I know quite a few guys though that do practice Kung Fu that will argue that if they where going 100% the guy would kill you but they also believe Jet Li could beat Brock Lesner so take that with a grain of salt.

[quote]Grimlorn wrote:

[quote]Airtruth wrote:
What about the extreme or sometimes deadly force aspect of Martial Arts. Many techniques as Muay Thai and Boxing teach things you can use in sparring, such as a punch to the face, but many MA teach techniques such as eye gauging(Crane Style), and specific Adams Apple strikes. If you got a 5’5 woman who’s only learned those how is she going to spar that with someone who punches and kicks? thoughts?[/quote]
My thoughts are if you can’t spar those techniques regularly against live opponents, how are you going to get good practice? A boxer is going to learn to dodge punches coming at his face in sparring and in fighting. How hard do you think it would be to dodge a similar strike to the eyes? I don’t think anyone has to worry about a strike to the adams apple if they keep their chin tucked. Even then is that going to stop someone if you punch them in the neck?
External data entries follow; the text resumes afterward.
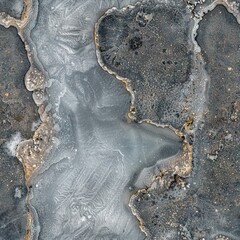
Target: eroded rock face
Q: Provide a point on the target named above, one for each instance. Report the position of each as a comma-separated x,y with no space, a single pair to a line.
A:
14,7
100,158
17,114
148,44
205,205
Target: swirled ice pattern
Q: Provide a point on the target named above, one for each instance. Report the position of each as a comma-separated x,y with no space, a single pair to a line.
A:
83,188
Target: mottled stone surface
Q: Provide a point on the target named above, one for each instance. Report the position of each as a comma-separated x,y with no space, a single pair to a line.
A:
12,7
104,171
17,114
205,205
149,45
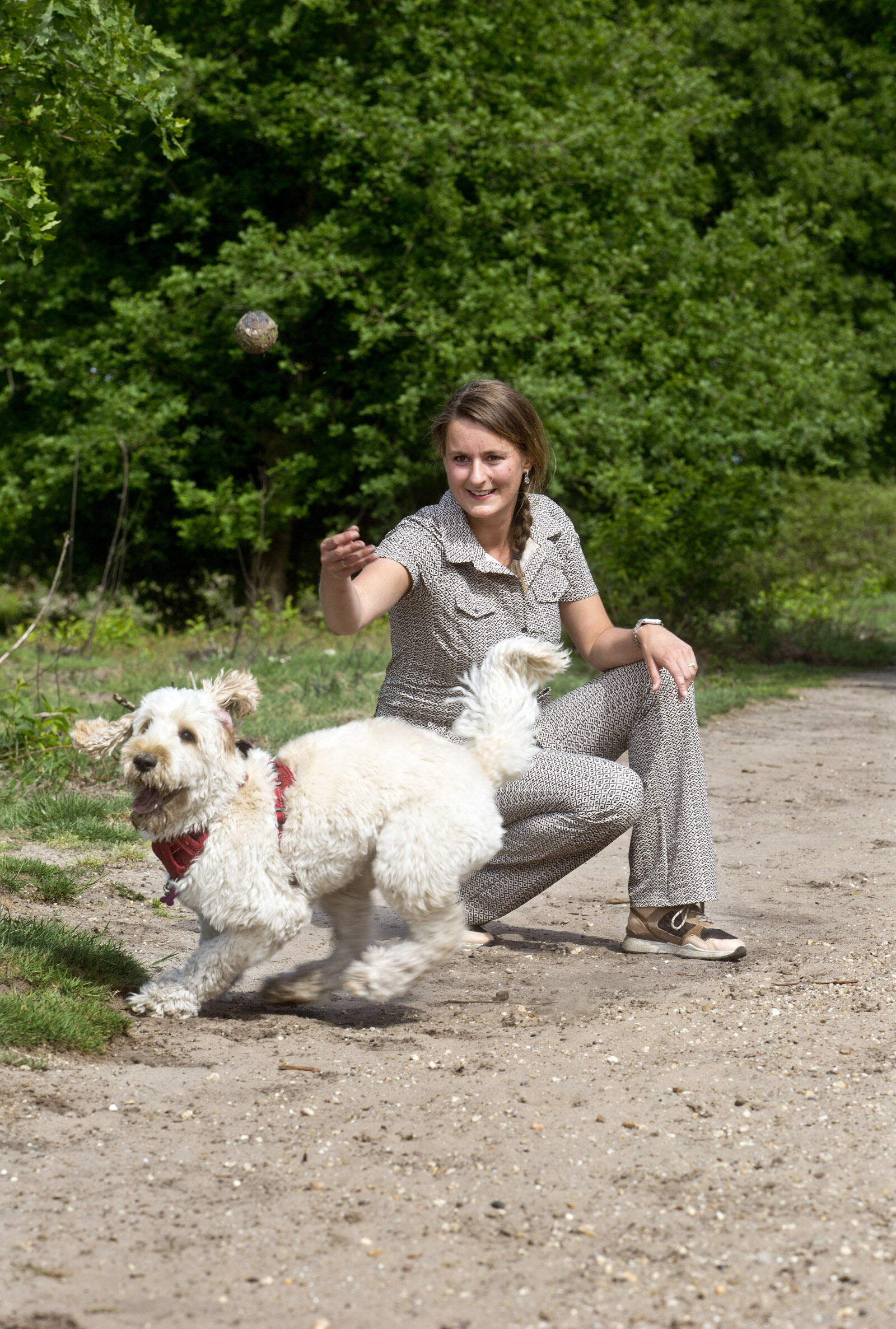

You think a groin shot will always stop a guy?[/quote]

I agree that it is important to train against live, fully resisting opponents. However if you believe that it is safe to train eye gouges, throat attacks etc. in a live, presumably contact sparring setting, I think you are underestimating the potential damage of these techniques. The throat especially is an unforgiving target and legally considered to be lethal force. This is not some sort of martial art bullshido thing. It is legitimate. As far as keeping your chin tucked, and slipping eye jabs etc, that’s great advice, but if it were infallible no one would ever land a clean shot in boxing.

The other consideration, besides safety, is how practical/tolerable it is to train this stuff “live” on a regular basis. Who is going to come out 3+ times/week to get their face/neck/ears/eyes etc. clawed/gouged/bitten etc. “live” in training? Who is going to roll with someone who gets out of a a mount by grabbing the back of your neck and driving their thumb into your eye socket as deep as it will go? This is no fun at all.

You can train this stuff full speed and almost full force but imo it needs to be in a very controlled setting with the aid of a protective combative suit of some kind. Usually this works better where a designated aggressor attacks and the trainee responds. The aggressor in the suit simulates likely responses to strikes to protected areas (eyes, groin etc) and the attack/response continues until the threat is neutralized or the trainee disengages and escapes. Sparring with it’s back and forth rhythm, measuring, distancing, multiple feints, complex footwork etc. is a useful tool. However it bears much less resemblance to a real self protection/fighting scenario than people tend to think.

[quote]punchedbear wrote:

[quote]ZEB wrote:
If any of you guys actually think the “master” in that video could defeat someone who actually knew how to fight you are either really young, have not had enough real life fighting experiences, or just plain stupid.

[/quote]

i dont think anyone thought he could. He looks smooth with his moves when there is no real fighting but you saw it go to hell when he resisted. This hurts Kung Fu pretty bad when there are some very legit guys out there that can fight using Kung Fu. [/quote]

Really now, why don’t you name them all. And I don’t mean Kun Fu fighters who can beat other Kung Fu fighters. One can be a champion at pillow fighting but what does that really mean? Name some Kung Fu fighters who can compete and defeat the worlds best (real) fighters.

Yes, there is almost no end to what impressionable kids believe. They feel that if their instructor could just use those lethal techniques that they would defeat the best that MMA has to offer. Size, weight, real fighting experience they mean nothing. All that matters is that their instructor (or someone’s lethal instructor) could use his magic palm strike and disable those silly wrestlers who want to take you to the ground. And those bobbing and weaving boxers who throw those funny looking looping punches that could never land on a Kung Fu specialist.

Traditional karate/Kung Fu (compared to today’s MMA fighters) is a long running joke that doesn’t go away as long as there are gullible youth nodding their head with an open mouth.